Het vermogen van de familie Sabbe werd opgebouwd door vader Jan Sabbe die in het West-Vlaamse Kuurne de tapijtenfabriek Prado uitbouwde. Maar in 1977 overleed Jan Sabbe op 53-jarige leeftijd nadat hij in Brussel werd aangereden door een tram. Zijn vier kinderen, twee zonen en twee dochters, waren te jong om de zaak over te nemen. Even kwam professor Walter De Backer er over de vloer. De professor economie profileerde zich op dat moment als crisismanager in de textielsector. Enkele jaren later, kort na zijn overlijden, komen de activiteiten van De Backer in opspraak na een onderzoek door het toenmalig Hoog Comité van Toezicht naar fraude met overheidsgeld. Dat onderzoek zal ultiem uitmonden in wat nu gekend is als “het dossier Beaulieu”. Het is in diezelfde periode dat Sylvia Sabbe, de jongste dochter van het gezin Sabbe, zich door de familie laat uitkopen. Ze huwde met Gino Coorevits, vastgoedinvesteerder en gewezen partner van De Backer. De familie financiert de uitkoop van Sylvia Sabbe door een deel van het vastgoed van vader Sabbe te verkopen.
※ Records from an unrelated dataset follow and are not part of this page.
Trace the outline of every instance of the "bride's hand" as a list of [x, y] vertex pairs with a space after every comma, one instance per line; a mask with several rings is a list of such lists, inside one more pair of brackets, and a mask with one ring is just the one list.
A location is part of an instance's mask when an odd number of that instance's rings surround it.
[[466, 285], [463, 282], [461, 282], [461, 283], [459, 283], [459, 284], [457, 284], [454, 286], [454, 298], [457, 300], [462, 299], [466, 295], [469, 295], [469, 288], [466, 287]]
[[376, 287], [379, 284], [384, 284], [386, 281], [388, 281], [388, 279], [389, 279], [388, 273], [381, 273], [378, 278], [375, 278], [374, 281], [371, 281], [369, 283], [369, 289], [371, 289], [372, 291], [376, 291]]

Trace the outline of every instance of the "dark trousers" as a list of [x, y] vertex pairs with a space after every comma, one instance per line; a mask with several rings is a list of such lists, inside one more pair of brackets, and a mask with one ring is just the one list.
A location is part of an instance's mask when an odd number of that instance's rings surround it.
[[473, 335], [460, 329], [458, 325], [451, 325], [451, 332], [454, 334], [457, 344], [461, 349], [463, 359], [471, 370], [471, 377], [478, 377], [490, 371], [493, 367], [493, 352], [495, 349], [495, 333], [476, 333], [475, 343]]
Walter De Backer zal er niet in slagen Prado als crisimanager binnen te halen. Vader Sabbe was goed thuis in politiek conservatief Vlaanderen. Via zijn huwelijk was hij verbonden met de familie van André Vlerick, de sterke man bij Kredietbank en de christen-democratische CVP. Het is een vertrouwensman van de Kredietbank die Prado over die moeilijk periode heen helpt. In 1990 zal de familie het tapijtenbedrijf ultiem verkopen aan de beursgenoteerde groep Associated Weavers, nu een onderdeel van de groep Beaulieu. De band met Kredietbank, nu KBC, loopt nog een tijd door, zowel positief als negatief. Cathérine Sabbe wisselt in 1996 een bestuurdersmandaat bij Almanij, de controleholding boven KBC, voor een zitje in de raad van bestuur van KB Lux. Sylvia Sabbe en Gino Coorevits van hun kant zijn sinds eind 2008 verwikkeld in een juridisch dispuut met KBC Ancora, over de aankoop van KBC Groep-aandelen in 2007. De monoholding boven de bank-verzekeraar trok voor de rechtbank van eerste aanleg aan het langste eind.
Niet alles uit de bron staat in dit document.